SEOUL, South Korea — He’s worked all his life to graduate from an elite university this year. But in a tight job market, Kim Jun-sang, 23, is worried about escaping his pileup of debt. Sound familiar?

With $20,000 in private loans and a soon-to-be wife, Kim is also concerned that he won’t be able to support his new family, or his father’s faltering business.

“The job market is so bad,” he said. “The only option to be debt-free is to get a good job. But because of debt, we need a part-time job and can’t study as much to get that position. So I’ve found that debt really traps you into a cycle, as if there are not as many opportunities later.”

Like their American counterparts, many South Koreans are swimming in household debt — in part because they’re under enormous pressure to radiate success in this high-achieving society.

It’s common for middle-class Koreans to take out mortgages for expensive apartments, max out their credit cards on designer handbags and jewelry, and borrow money to cover university tuitions in a country where 80 percent of people attend college.

Another growing group of debtors: self-employed workers who take out loans for their businesses. Large Korean conglomerates, known as “chaebol,” prefer hiring young workers at the expense of middle-aged ones, requiring them to leave corporate jobs and start businesses partially funded by debt.

For many, the rat-race amounts to entrapment. According to a June report from Moody’s, more Koreans — especially the poor and elderly — are borrowing just to pay their living expenses.

Last year, household debt stood at 152.3 percent of disposable income, a slight decline from the previous year but still one of the highest in the world. As of September, the total came to $888.8 billion, equivalent to three-quarters of the South Korean economy.

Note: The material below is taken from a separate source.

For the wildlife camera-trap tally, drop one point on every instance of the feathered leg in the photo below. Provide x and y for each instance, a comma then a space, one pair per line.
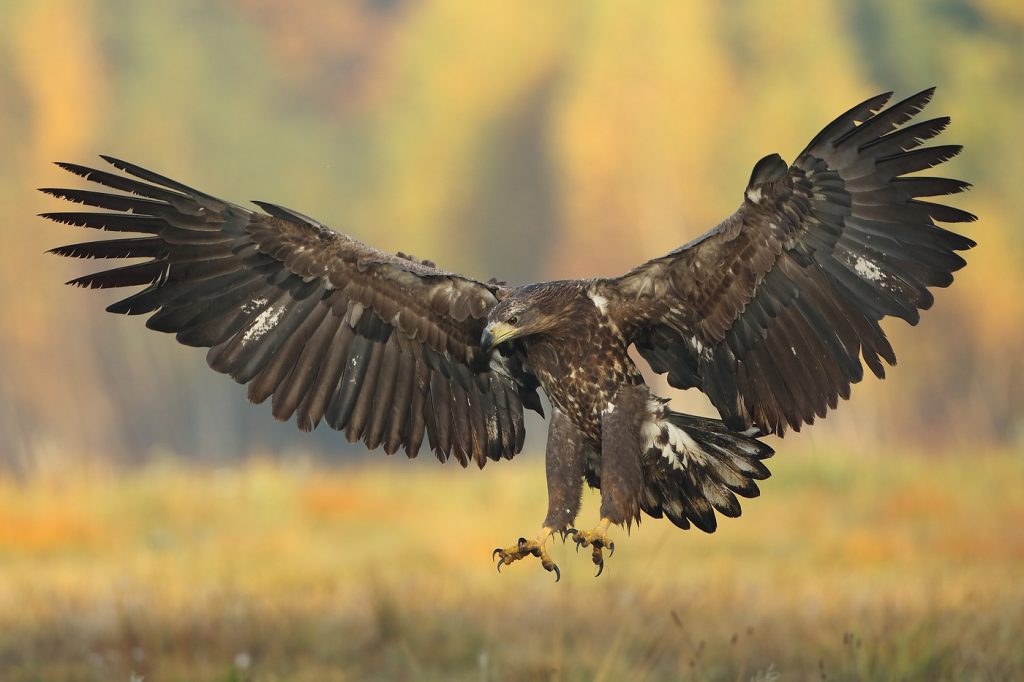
622, 472
564, 469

What’s more worrying is that the ratio is higher than the pre-recession number in the US. It’s a burden that threatens to slow consumption and hurt markets, even though most analysts aren’t forecasting an all-out crisis quite yet.

Debt reset?

South Korea was once a nation of frugal savers. But the debt-induced 1997 Asian Financial Crisis wrecked the country’s conglomerates and brought a bailout from the International Monetary Fund. The government relaxed its interest rate policy, fostering a growing mortgage market.

The dilemma, though, is that traditional banks, which target higher-income customers and are bound by stricter regulations, haven’t been funding the entire windfall. Lower-income Koreans have been turning to a growing industry of non-bank financial institutions that are not held to the same account—and that disburse loans with abysmal interest rates.

President-elect Park Geun-hye, who won the election in late December stumping on a platform of “economic democratization,” is promising relief when she assumes office in February.

On Tuesday, her transition team — a group of experts appointed to brainstorm policies for the incoming administration — discussed plans for helping the “house poor” with the country’s financial regulator, the Financial Services Commission (FSC).

As early as this month, the FSC will reportedly send a bill to the National Assembly that will allow banks to sell “covered bonds.” The devices look like the mortgage-backed securities infamous for their role in the 2007 housing debacle in the US.

But there’s one big difference: if a homeowner defaults, the bank takes a loss, and bondholders can recover damages if the bank also defaults on its bonds. The solution only accounts for mortgages, which make up two-fifths of household debts.

Peter Cheung, deputy spokesman for the FSC, couldn’t confirm the details of the transition team briefing, saying the information has not officially been made public. But the commission says that even though low-income and elderly borrowers are feeling the most pain, the debt issue is “manageable.”

Not everyone agrees that the incoming administration should intervene.

“This is a market problem. Households that borrowed should be responsible for repaying, and taxpayer money should be put to a productive use,” said Cho Dong-chul, an economist at the Korean Development Institute, a government-founded but autonomous think-tank.

He added that unlike in North America, where the banking sector took a hit from the crisis, the burden of defaults in South Korea would fall more on homeowners themselves. But there’s good news: the default rate on mortgages is less than 1 percent, partially because the average South Korean household has assets worth six times more than its debts.

“No one knows for sure whether it’s a bubble before it actually collapses,” Cho said. It’s an uncertainty that gnaws at students like Kim who, despite their academic cachet and English fluency, are uneasy about putting off plans for marriage and travel — at least, should the warnings turn out pertinent.